The acquisition of the Bank of the West by BMO in February could weigh on the Montreal-based lender, the report found.

“BMO will record integration charges, a credit mark, a fair value mark, close out its ‘hedge’ for the fair value mark, and likely engage in some RWA [risk-weighted assets] management, all during a volatile quarter in the U.S.” 

As a result, the analysts said they expect weaker quarterly results from BMO, as it likely had to manage “conservatively” during the quarter. 


TD Bank’s cancelled deal with First Horizon Corp. will result in the Canadian bank incurring a US$225 million fee, which will impact the bank’s bottom line.

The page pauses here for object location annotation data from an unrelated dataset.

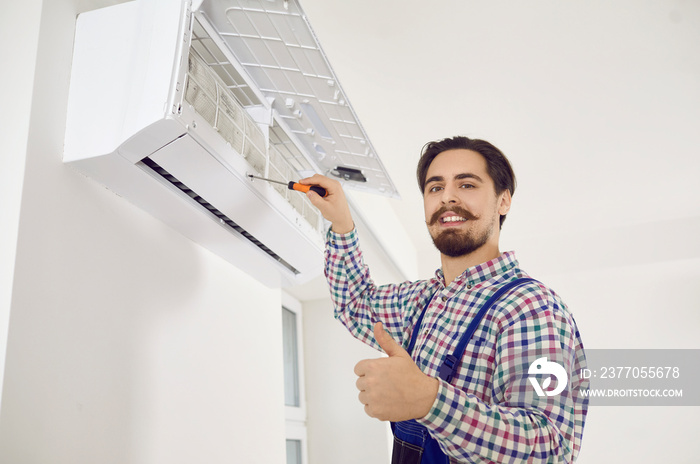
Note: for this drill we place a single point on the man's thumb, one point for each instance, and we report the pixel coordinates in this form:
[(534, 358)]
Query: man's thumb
[(387, 343)]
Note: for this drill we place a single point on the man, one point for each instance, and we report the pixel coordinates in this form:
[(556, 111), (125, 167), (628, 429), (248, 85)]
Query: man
[(480, 407)]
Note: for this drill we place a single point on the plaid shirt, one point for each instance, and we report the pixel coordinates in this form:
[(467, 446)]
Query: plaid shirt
[(484, 414)]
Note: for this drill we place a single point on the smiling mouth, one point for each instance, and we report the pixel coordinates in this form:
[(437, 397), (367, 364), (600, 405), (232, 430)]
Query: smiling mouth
[(452, 219)]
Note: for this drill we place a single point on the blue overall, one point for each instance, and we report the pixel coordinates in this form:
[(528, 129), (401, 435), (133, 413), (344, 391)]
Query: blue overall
[(413, 443)]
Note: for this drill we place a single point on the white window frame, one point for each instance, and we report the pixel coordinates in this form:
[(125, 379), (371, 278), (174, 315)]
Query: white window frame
[(295, 416)]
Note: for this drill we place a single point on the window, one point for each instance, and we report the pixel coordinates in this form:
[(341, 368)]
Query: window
[(294, 400)]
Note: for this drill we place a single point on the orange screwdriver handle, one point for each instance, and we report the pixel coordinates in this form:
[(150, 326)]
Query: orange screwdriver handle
[(305, 188)]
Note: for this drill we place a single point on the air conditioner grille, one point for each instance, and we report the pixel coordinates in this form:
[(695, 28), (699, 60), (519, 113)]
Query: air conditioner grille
[(218, 215), (212, 90)]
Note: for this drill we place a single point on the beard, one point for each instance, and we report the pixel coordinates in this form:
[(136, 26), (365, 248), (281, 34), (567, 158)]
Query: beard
[(455, 243)]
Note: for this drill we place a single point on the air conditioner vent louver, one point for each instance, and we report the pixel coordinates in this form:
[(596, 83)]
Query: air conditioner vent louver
[(213, 210)]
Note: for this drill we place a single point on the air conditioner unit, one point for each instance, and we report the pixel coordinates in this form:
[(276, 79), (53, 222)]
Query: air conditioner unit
[(172, 104)]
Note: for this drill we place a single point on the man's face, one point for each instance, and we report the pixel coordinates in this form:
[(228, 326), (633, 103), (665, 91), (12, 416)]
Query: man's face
[(462, 209)]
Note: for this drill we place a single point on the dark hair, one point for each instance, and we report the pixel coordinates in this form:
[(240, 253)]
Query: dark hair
[(498, 166)]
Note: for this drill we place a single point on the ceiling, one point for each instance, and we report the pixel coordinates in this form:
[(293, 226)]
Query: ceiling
[(596, 103)]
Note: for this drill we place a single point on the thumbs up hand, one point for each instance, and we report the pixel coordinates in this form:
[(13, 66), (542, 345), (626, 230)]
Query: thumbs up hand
[(394, 388)]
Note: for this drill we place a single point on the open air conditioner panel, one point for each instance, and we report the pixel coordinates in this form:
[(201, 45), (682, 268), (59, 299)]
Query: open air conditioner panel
[(198, 97)]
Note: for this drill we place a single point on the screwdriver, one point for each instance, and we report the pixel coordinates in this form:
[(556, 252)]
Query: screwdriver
[(295, 186)]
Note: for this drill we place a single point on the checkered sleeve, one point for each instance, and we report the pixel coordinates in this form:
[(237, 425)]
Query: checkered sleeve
[(511, 423), (358, 302)]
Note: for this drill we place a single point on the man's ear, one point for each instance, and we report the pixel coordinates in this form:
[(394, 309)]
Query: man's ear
[(504, 202)]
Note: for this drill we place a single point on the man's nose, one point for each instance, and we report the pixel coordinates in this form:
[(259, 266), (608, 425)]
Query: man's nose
[(449, 195)]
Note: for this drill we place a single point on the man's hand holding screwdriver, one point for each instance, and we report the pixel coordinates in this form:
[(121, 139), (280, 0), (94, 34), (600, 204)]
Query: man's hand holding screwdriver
[(334, 206)]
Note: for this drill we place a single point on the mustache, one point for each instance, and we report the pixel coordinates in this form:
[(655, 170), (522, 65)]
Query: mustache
[(453, 209)]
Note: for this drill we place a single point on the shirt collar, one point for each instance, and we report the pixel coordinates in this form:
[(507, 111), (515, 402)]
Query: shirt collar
[(482, 272)]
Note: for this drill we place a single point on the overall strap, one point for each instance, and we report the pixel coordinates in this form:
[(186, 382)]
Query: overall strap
[(449, 365)]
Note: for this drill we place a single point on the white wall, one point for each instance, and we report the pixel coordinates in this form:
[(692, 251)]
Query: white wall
[(18, 45), (127, 342)]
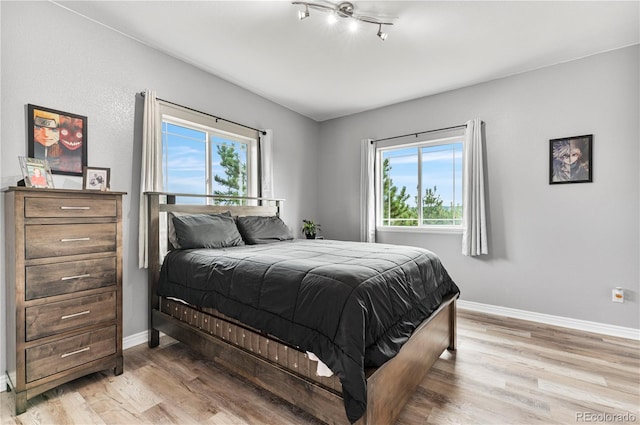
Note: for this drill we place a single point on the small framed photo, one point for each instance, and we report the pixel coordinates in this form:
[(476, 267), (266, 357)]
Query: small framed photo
[(96, 178), (36, 173), (571, 160), (58, 137)]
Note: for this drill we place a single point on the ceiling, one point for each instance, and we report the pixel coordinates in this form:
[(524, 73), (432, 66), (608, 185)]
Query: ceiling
[(324, 71)]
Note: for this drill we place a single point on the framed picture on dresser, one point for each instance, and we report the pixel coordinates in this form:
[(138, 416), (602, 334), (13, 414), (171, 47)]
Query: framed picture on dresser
[(96, 178), (36, 173)]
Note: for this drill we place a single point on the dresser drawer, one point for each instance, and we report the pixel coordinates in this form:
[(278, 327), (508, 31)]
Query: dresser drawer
[(53, 240), (72, 276), (47, 359), (69, 207), (52, 318)]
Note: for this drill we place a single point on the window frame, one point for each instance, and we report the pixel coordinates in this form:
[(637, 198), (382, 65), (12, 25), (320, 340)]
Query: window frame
[(428, 140), (213, 127)]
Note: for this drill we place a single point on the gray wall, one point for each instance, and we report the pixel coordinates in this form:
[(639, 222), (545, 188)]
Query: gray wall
[(556, 250), (53, 58)]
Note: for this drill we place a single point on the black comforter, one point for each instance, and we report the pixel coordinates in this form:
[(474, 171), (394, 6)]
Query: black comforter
[(352, 304)]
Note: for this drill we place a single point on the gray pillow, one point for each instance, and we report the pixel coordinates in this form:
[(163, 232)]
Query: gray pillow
[(206, 231), (258, 229)]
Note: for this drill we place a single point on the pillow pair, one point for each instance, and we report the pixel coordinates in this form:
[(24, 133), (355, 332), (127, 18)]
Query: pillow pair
[(220, 230), (204, 231)]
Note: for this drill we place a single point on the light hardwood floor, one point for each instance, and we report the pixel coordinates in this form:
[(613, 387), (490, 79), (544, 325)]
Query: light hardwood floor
[(505, 371)]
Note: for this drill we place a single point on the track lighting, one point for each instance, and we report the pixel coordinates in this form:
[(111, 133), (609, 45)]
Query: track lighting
[(383, 35), (343, 9), (303, 15)]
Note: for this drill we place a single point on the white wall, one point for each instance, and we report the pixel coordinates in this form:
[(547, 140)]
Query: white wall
[(555, 249), (54, 58)]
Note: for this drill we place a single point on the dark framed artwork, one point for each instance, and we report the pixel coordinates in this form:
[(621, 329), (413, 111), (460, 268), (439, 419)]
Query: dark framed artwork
[(571, 160), (60, 138), (96, 178)]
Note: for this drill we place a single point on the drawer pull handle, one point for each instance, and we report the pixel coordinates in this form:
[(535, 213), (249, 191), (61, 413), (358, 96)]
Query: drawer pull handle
[(74, 239), (80, 276), (82, 350), (70, 316)]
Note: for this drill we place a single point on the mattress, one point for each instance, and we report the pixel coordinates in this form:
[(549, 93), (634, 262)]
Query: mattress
[(352, 304)]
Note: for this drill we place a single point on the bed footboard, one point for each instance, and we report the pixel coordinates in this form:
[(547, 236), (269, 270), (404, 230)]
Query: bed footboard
[(388, 387)]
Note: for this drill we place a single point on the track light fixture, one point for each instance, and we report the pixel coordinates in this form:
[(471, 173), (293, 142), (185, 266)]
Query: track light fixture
[(383, 35), (303, 14), (343, 10)]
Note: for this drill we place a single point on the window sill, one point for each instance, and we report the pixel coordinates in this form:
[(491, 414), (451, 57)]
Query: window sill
[(445, 230)]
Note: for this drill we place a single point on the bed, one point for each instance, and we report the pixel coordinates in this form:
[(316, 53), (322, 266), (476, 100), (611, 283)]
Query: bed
[(267, 306)]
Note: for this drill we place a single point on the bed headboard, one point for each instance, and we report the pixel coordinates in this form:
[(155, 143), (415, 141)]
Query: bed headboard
[(161, 203)]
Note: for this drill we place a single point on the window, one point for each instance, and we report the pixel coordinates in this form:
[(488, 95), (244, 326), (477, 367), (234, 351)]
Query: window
[(201, 155), (419, 185)]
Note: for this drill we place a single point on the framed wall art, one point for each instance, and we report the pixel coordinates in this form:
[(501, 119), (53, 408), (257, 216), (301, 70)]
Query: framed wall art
[(60, 138), (96, 178), (36, 173), (571, 160)]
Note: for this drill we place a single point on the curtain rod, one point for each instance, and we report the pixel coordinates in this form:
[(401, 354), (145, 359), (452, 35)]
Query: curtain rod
[(208, 114), (420, 132)]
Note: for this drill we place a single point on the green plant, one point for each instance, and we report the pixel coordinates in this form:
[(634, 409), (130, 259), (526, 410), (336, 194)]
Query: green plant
[(310, 228)]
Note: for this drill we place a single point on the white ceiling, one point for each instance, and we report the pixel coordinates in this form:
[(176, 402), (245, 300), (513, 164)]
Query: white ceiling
[(324, 71)]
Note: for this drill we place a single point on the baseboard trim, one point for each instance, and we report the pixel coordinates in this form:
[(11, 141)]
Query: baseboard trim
[(135, 339), (548, 319)]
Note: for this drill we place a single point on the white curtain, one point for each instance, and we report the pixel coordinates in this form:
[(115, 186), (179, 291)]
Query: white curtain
[(367, 191), (266, 164), (474, 236), (150, 168)]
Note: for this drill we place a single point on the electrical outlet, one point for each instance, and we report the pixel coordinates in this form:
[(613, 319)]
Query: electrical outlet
[(617, 295)]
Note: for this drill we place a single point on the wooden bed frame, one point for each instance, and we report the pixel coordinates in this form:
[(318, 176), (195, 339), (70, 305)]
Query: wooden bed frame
[(389, 387)]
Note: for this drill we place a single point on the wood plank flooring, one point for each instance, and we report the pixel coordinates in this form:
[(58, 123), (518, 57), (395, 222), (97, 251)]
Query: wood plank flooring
[(505, 371)]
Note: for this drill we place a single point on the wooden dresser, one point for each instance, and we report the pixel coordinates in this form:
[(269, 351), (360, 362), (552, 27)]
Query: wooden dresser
[(64, 287)]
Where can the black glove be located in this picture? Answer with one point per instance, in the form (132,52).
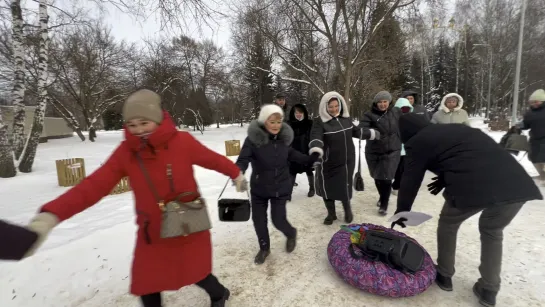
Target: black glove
(399,222)
(436,186)
(314,157)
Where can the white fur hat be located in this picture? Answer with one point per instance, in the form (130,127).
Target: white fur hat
(268,110)
(538,95)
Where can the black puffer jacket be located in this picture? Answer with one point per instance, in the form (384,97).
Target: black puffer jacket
(534,120)
(477,171)
(270,156)
(383,155)
(15,241)
(332,138)
(301,131)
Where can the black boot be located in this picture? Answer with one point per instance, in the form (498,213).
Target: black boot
(445,283)
(486,297)
(311,191)
(291,243)
(348,216)
(221,302)
(331,215)
(261,256)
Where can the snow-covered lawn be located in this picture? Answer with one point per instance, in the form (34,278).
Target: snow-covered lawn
(86,260)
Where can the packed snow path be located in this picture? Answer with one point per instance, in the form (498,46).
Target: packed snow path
(86,261)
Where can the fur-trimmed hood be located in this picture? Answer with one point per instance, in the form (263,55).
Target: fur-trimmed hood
(259,136)
(323,106)
(460,102)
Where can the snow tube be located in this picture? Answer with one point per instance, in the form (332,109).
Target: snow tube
(374,276)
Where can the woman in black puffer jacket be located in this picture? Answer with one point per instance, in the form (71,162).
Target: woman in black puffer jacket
(383,155)
(267,149)
(301,125)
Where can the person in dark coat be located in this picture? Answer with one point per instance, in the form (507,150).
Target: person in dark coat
(514,141)
(477,176)
(301,125)
(15,241)
(280,100)
(412,96)
(267,149)
(331,137)
(534,120)
(383,155)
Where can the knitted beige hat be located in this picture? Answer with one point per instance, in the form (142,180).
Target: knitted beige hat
(538,95)
(143,104)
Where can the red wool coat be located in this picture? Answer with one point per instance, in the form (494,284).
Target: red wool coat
(159,264)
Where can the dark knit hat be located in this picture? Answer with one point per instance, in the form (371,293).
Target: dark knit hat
(143,104)
(382,95)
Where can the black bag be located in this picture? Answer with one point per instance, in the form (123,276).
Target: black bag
(398,252)
(233,209)
(358,179)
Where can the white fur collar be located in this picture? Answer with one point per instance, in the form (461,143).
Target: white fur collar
(323,106)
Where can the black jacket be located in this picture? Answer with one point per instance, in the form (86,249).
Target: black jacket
(417,108)
(477,172)
(270,156)
(331,137)
(301,138)
(383,155)
(15,241)
(534,120)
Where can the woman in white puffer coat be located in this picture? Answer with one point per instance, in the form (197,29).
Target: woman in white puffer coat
(450,111)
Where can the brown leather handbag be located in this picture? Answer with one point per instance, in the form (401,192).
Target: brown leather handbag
(179,218)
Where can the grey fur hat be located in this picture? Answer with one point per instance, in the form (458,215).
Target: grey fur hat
(382,95)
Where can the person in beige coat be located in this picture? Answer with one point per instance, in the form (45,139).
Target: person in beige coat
(450,111)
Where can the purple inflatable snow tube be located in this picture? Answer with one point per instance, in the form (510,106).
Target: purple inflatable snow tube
(374,276)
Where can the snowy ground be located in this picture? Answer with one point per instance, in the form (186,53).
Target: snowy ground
(86,260)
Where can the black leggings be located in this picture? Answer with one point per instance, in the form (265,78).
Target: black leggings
(384,188)
(210,284)
(399,173)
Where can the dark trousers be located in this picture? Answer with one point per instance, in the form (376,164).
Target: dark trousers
(399,173)
(210,284)
(384,188)
(491,224)
(278,216)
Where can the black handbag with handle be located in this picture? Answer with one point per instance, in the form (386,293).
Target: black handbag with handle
(233,209)
(358,179)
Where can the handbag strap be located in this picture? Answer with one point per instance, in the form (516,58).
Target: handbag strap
(160,202)
(359,150)
(225,186)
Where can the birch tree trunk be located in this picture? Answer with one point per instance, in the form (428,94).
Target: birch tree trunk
(29,152)
(18,91)
(7,163)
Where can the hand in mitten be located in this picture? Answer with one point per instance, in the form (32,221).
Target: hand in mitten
(436,186)
(42,224)
(241,183)
(376,136)
(400,222)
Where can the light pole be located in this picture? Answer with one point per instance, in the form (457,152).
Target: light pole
(519,59)
(489,79)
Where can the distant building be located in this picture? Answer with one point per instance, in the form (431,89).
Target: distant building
(54,127)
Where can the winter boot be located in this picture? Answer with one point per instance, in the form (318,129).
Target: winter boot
(221,302)
(348,216)
(311,191)
(445,283)
(383,209)
(331,215)
(291,243)
(261,256)
(486,297)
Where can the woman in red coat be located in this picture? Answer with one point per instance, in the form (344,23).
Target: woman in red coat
(168,155)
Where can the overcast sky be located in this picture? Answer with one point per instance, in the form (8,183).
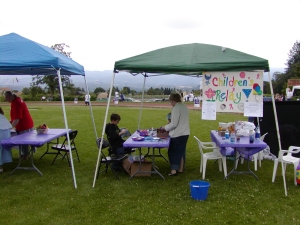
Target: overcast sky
(100,32)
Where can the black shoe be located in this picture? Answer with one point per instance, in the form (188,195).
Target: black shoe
(172,174)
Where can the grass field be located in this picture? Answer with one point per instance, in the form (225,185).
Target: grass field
(28,198)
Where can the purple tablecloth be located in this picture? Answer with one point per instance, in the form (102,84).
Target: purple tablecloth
(161,143)
(243,146)
(32,138)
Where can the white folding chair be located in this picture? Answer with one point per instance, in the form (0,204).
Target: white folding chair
(215,154)
(256,157)
(285,157)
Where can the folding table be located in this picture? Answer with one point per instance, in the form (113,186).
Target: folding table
(35,140)
(241,146)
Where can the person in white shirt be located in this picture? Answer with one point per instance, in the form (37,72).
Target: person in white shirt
(87,99)
(179,131)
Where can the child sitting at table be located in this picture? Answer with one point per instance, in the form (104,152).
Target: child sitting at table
(114,135)
(5,126)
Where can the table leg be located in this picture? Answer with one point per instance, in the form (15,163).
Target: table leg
(155,171)
(234,171)
(153,164)
(33,167)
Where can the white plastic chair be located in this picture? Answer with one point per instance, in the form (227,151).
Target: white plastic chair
(258,156)
(215,154)
(287,159)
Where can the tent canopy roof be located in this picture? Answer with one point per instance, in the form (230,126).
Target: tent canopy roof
(191,59)
(21,56)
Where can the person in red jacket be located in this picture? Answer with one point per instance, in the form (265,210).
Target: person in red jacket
(20,118)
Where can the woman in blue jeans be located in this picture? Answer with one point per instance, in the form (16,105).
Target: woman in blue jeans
(179,131)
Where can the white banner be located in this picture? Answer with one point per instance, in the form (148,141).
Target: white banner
(231,89)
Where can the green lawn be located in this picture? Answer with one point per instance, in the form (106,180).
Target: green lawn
(28,198)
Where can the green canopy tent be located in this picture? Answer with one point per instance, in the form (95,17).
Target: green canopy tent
(189,60)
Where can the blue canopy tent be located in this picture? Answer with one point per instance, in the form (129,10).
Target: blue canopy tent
(21,56)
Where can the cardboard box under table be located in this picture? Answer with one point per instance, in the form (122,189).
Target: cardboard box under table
(133,166)
(145,165)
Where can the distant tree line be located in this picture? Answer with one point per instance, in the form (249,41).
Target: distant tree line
(49,86)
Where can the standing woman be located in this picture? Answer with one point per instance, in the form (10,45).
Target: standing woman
(5,126)
(179,131)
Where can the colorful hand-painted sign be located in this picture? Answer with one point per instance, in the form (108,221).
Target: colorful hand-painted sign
(231,89)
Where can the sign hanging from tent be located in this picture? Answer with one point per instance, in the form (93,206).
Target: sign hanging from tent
(230,90)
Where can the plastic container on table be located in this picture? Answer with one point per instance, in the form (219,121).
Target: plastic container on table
(199,189)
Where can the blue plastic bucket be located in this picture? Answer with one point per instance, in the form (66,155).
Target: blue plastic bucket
(199,189)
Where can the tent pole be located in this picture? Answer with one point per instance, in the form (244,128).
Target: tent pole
(91,111)
(103,129)
(277,129)
(141,107)
(66,125)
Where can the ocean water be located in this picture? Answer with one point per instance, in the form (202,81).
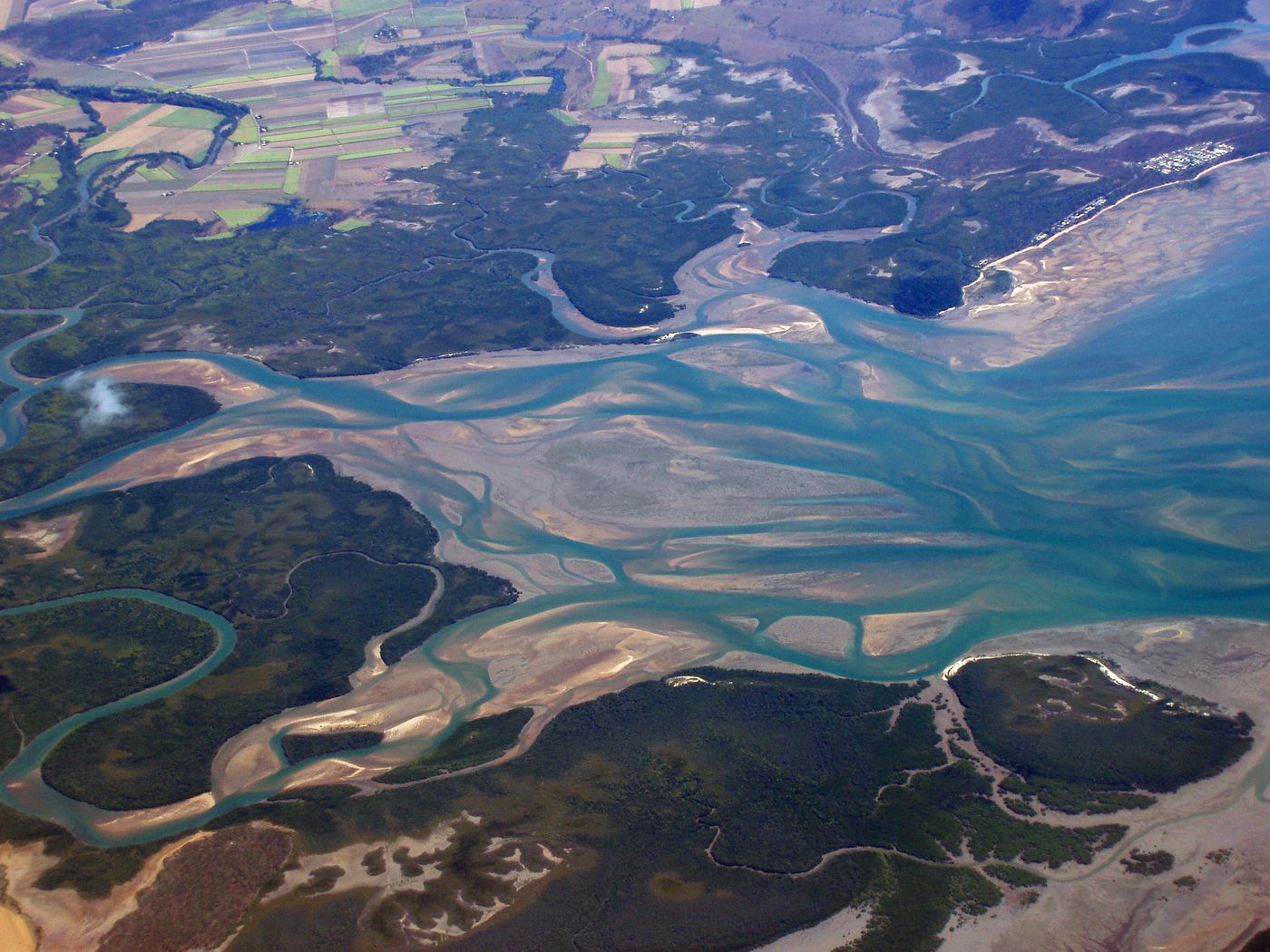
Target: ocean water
(1123,476)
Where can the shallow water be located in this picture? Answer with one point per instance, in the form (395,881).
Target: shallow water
(1123,476)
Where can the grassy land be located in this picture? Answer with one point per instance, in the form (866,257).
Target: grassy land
(190,118)
(228,541)
(664,801)
(269,288)
(474,743)
(302,746)
(64,660)
(634,787)
(1080,742)
(64,432)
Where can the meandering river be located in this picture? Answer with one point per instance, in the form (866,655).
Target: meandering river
(856,475)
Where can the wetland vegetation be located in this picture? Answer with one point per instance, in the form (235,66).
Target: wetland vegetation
(1080,742)
(305,564)
(82,422)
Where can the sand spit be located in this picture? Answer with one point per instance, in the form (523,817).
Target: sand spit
(47,536)
(1109,263)
(1216,829)
(228,387)
(905,631)
(65,920)
(816,635)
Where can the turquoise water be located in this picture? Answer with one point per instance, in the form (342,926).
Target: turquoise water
(1123,476)
(21,786)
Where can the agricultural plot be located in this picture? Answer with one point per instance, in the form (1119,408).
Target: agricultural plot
(618,67)
(612,141)
(34,107)
(135,129)
(329,143)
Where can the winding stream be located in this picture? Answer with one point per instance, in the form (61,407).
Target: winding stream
(719,485)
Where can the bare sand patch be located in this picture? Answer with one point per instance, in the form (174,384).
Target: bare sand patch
(1216,828)
(904,631)
(1107,264)
(133,135)
(228,387)
(48,536)
(15,933)
(816,635)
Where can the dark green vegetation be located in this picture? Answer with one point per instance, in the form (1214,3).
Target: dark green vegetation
(66,427)
(307,565)
(59,662)
(682,812)
(80,35)
(1080,742)
(307,300)
(474,743)
(981,199)
(15,326)
(1147,863)
(91,871)
(301,746)
(682,815)
(1013,875)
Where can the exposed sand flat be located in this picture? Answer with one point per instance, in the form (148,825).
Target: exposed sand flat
(545,662)
(816,635)
(905,631)
(1225,660)
(840,929)
(228,387)
(1109,263)
(65,920)
(15,933)
(751,662)
(47,536)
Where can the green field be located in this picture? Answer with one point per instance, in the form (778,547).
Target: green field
(564,117)
(372,154)
(351,225)
(603,83)
(240,218)
(291,183)
(221,184)
(190,118)
(347,9)
(156,173)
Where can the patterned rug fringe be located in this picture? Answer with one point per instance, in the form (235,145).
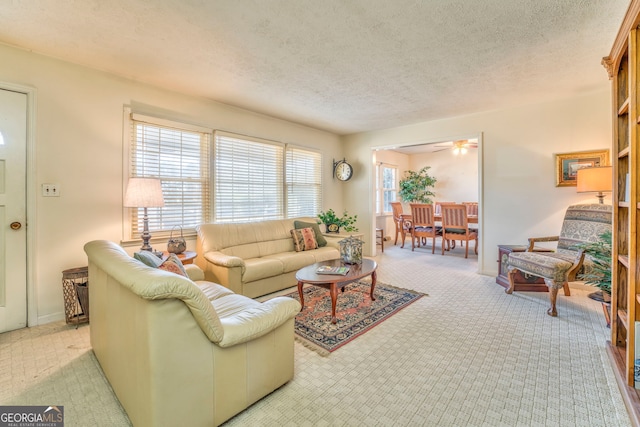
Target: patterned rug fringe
(311,346)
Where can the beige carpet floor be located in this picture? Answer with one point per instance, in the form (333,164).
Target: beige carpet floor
(466,355)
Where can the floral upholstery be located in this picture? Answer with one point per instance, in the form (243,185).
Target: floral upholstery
(551,265)
(582,224)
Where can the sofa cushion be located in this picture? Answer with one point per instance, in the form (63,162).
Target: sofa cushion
(322,242)
(148,258)
(213,291)
(304,239)
(260,268)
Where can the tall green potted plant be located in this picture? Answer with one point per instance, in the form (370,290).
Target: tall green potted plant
(416,187)
(600,273)
(333,222)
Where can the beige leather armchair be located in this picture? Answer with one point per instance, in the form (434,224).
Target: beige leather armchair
(178,352)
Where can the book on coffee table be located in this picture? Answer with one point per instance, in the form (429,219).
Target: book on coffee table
(328,269)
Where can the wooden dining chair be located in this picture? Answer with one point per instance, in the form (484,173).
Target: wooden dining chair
(472,208)
(399,219)
(456,227)
(423,224)
(438,207)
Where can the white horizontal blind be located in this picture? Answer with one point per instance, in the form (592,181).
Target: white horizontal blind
(248,179)
(304,182)
(389,187)
(180,158)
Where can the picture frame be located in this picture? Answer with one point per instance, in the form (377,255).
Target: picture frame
(567,165)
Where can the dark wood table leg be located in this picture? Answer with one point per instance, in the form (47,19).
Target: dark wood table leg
(374,278)
(301,295)
(333,290)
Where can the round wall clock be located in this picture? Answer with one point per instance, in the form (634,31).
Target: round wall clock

“TD had invested US$494 million in FHN’s [First Horizon] preferred shares as part of the deal,” the analysts said.

“The merger agreement stated that if the merger was terminated due to failure to receive regulatory approvals, these preferred shares will be converted to FHN [First Horizon] common shares.”

The analysts stated in the report that TD Bank could record a $199 million loss due to the conversion of those shares, but that it could show up as an unrealized loss. 


Recent turmoil stemming from bank collapses in the U.S. are likely to influence the narrative during earnings season, according to a recent report from CIBC Capital Markets. 

“With the recent bank failures in the U.S., a main focus this quarter will be on funding and liquidity risks and the overall impact to (net interest margins) going forward,” CIBC analysts said in the report.

The analysts highlighted that banks with exposure to the U.S. could feel increased cost pressures. Additionally, given the banking situation in the U.S., Canadian lenders are likely to be more cautious regarding loans in the near future.

Meanwhile, in a note to investors Friday, Ebrahim Poonawala, an analyst at BofA Securities, said that BMO and CIBC could benefit from volatility in the U.S. banking sector.

“While not an immediate catalyst, a higher regulatory bar for U.S. regional banks could potentially allow BMO/CIBC to emerge as market share gainers,” he said.

BMO could see improvements in net interest margin following the integration of Bank of the West, Poonawala said in the report. This is due to the fact that as momentum gains for deposit repricing, perceived credit risks could incentives investors to remain cautious, he said.

Net interest margins might expand for CIBC as its “flat-lining expenses” in the second half of the year could spur positive sentiment, according to Poonawala.